In The First Thanksgiving: What the Real Story Tells Us About Loving God and Learning from History, Robert Tracy McKenzie takes the historical challenges posed by the Pilgrims as his starting point. I cannot recall ever reading a book quite like The First Thanksgiving. It is an entertaining retelling of a seminal moment in American history””and a remarkable reflection on how Christians should handle history in general.
American evangelicals seem to have reached a crisis point over the study of history, especially the history of the American founding. For decades, many evangelicals have turned to popular history writers who have presented America, especially of the colonial and Revolutionary era, as a straightforwardly Christian nation. In response, a respected cohort of academic evangelical historians, led by Mark Noll and George Marsden (my doctoral advisor), have concurrently mapped out a more complex view of religion’s importance in American history.

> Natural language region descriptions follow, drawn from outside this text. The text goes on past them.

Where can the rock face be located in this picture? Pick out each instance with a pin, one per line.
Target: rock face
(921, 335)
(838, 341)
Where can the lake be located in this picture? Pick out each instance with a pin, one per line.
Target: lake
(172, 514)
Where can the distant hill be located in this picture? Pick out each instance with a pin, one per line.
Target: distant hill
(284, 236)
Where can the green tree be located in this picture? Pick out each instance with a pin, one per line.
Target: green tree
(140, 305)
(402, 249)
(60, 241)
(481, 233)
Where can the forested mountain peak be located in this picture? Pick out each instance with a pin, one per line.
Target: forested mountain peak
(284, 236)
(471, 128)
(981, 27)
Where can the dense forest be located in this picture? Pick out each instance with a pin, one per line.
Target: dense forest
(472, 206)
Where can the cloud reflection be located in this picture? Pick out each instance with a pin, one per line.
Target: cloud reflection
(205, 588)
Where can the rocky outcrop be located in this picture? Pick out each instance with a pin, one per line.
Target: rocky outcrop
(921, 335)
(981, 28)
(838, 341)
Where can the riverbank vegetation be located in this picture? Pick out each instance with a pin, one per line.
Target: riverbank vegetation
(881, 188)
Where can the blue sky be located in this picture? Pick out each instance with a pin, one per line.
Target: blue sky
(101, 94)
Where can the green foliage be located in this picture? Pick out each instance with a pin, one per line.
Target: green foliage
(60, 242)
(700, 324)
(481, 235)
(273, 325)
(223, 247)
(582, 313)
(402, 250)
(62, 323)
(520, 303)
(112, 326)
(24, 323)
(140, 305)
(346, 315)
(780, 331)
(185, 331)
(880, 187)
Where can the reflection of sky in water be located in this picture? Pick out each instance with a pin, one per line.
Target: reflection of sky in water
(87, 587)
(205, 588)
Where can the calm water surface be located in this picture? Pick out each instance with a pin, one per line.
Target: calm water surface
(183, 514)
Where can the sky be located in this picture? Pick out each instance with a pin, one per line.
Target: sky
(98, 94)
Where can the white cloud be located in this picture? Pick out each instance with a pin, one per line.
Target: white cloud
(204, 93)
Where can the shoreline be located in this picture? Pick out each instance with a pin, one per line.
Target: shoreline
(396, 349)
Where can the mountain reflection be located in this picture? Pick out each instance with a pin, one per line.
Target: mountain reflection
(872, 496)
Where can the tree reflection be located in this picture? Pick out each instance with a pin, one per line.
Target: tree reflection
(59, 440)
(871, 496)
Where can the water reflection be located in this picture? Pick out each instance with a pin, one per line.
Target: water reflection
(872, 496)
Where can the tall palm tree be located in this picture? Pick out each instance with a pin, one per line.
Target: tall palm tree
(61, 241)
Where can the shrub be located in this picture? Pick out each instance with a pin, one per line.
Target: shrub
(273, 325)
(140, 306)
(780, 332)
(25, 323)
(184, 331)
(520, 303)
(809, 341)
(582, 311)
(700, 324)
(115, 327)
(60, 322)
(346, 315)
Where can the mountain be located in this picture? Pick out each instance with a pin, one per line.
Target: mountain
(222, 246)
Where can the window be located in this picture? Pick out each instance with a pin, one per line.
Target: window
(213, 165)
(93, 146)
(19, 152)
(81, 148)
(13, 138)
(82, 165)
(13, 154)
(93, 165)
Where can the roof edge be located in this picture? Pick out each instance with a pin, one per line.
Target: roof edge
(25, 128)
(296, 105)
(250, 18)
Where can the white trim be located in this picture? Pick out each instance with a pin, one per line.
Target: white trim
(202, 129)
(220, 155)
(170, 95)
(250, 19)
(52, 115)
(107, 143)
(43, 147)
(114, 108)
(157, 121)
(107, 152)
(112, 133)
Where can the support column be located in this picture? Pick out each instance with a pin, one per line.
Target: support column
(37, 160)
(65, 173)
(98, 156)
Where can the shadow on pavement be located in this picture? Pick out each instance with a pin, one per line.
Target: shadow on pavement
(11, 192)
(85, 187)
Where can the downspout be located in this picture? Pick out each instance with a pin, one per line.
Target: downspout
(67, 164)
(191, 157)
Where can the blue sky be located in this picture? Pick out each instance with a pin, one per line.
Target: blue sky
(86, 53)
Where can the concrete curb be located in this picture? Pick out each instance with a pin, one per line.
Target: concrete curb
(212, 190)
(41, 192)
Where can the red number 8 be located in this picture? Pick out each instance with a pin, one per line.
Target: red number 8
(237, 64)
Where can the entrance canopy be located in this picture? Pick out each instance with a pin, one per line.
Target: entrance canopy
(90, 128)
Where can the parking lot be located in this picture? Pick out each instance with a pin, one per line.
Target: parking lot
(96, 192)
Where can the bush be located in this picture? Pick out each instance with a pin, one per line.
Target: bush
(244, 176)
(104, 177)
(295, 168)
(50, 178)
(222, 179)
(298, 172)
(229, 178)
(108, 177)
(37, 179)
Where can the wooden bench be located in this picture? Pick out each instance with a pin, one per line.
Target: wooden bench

While those academic evangelicals at least implicitly disagreed with parts of the “Christian America” thesis, they have struggled to compete with the popular audience won by writers such as Peter Marshall and, most controversially, David Barton. Barton’s recent book, The Jefferson Lies, which presented Thomas Jefferson as embracing relatively orthodox Christian views until late in life, unleashed an unprecedented torrent of evangelical and conservative criticism, precipitating the decision by Barton’s publisher, Thomas Nelson, to pull the book from distribution in 2012.